Hope is not a security strategy – which is why AI is no longer optional
- 08 September, 2017 12:32
Good information-security personnel have become harder and harder to find – and that is making it harder to mount an effective defence against ballooning volumes of security alerts. And where machine learning-driven artificial intelligence has long been one of many possible solutions to this issue, its rapid advancement is helping it emerge as the only realistic answer in the long term.
That’s a rapid shift for an industry that was still waking up to the real potential of security information and event management (SIEM) just a few years ago. But as attack volumes grew and attackers’ tactics diversified, it became increasingly clear that simply getting better visibility over security activity wasn’t going to be enough for humans that were already struggling to keep up.
“There is a significant shortage of talented, qualified security personnel who have the requisite experience to help move the needle for an organisation,” says Matt Winter, vice president of marketing with security specialist LogRhythm.
One recent estimate projected a global shortfall of 3.5m security specialists by 2021, up from 1m in 2014. Yet that’s not the only problem: high demand and low supply have kept salaries and retention costs sky-high.
“The challenge for most organisations,” Winter said, “is that even if they could find enough people – and if they could afford to hire them all – there would still be more work for them to do than they could manage in a 24-hour day.”
SIEM provided a way to capture network logs and security activities – but without enough skilled humans, even the best SIEM is just documenting the compromise of your organisation. Cisco’s 2017 Annual Cybersecurity Report evaluated the extent of the problem, noting that some 44 percent of surveyed security operations managers said they were getting more than 5000 security alerts per day.
Even well-equipped security organisations, the study concluded, can only investigate 56 percent of the security alerts they receive on a given day. Just half of the investigated alerts are deemed legitimate, and only 46 percent of these are even remediated.
Those figures confirm what most security operations managers already know to be true: that the volume of attacks being actively remediated is well below the volume of known attacks, and even further below the volume of all attacks that are hitting the typical organisation.
“With the amount of information available to people out there, it is so easy in this day and age to socially engineer a compromise,” Winter said, with many of those compromises sneaking smoothly past corporate defences by exploiting weaknesses in security perimeters. “Even the best use of IT, information and resources can’t prevent a compromise.”
The gap between remediated attacks and unknown attacks remains large and problematic – “hope is not a strategy”, Winter notes – and AI has emerged as the only tool capable of closing it.
Progressive security vendors have recognised this trend, which Gartner recently said would triple by 2020 as AI investments in IT resilience increasingly link security protections to business interruption.
LogRhythm, for one, already offers its AI Engine for real-time visibility of risks. Such tools are being further expanded by the delivery of cloud-based AI tools that not only simplify the delivery of data-based security protections – but offer better protection than ever by aggregating baseline and threat activity data in much larger quantities than any one organisation could provide on its own.
“Analytics delivered from the cloud augments security platforms,” Winter explains, “where we can apply deep learning and AI to threat detection in the cloud in a way that is – by virtue of the types of techniques and the compute resources required to do these kinds of analytics – unattainable and unaffordable for most organisations.”
Despite its power, AI shouldn’t be seen as a cure-all for the security woes that organisations face.

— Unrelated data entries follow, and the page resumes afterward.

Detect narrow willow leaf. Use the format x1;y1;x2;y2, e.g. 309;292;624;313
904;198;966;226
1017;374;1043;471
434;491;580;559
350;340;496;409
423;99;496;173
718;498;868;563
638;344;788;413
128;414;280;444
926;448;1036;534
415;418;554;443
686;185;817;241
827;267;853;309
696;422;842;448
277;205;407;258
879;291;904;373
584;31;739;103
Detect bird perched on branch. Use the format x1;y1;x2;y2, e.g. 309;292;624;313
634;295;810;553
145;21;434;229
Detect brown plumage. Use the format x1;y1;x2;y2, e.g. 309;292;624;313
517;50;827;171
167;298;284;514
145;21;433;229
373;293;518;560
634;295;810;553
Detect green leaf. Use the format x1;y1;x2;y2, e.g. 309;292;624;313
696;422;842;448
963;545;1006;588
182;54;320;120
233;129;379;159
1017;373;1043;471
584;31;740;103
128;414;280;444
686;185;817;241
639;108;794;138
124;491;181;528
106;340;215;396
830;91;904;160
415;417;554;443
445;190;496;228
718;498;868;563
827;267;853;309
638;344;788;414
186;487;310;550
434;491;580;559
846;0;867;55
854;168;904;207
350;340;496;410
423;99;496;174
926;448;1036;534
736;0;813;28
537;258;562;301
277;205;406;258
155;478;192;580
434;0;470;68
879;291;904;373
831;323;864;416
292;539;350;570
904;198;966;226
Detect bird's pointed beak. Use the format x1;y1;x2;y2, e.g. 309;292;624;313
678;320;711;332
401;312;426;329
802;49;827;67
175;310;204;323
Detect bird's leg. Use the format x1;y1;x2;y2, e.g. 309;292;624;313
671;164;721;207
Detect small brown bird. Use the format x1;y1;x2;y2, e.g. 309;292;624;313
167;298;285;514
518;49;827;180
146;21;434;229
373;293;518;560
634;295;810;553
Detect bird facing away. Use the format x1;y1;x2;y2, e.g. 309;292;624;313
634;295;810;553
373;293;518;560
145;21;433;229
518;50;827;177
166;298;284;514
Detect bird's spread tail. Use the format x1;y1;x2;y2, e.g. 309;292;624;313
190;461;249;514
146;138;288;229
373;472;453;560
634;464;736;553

Human intuition and problem-solving still have important roles to play in the overall security defence – but with a large proportion of security alerts relating to mundane, easily remedied issues, the most successful organisations will be those that tap its power to more rapidly triage new incidents and pass only the most complex issues to humans for intervention.
“AI can help people do more with the limited time and resources they have available to them,” Winter said. “Our goal is to detect the compromise before the breach can occur – and AI can know to automatically take certain steps given the nature of the threat. These automated actions can neutralise a threat in your environment before that threat can cause further damage.”
It’s important to think of AI as being part of a detection-and-response workflow rather than a point solution, he noted – highlighting its importance as a mechanism for focusing security teams’ expertise on the incidents that really matter.
“Large organisations have barbarians at the gate, pounding on the door every day,” Winter said. “You can’t respond to all that stuff, or let that noise distract you from detecting and responding to the really critical threats targeting your environment. The idea is to mitigate threats as early in the kill chain as possible.”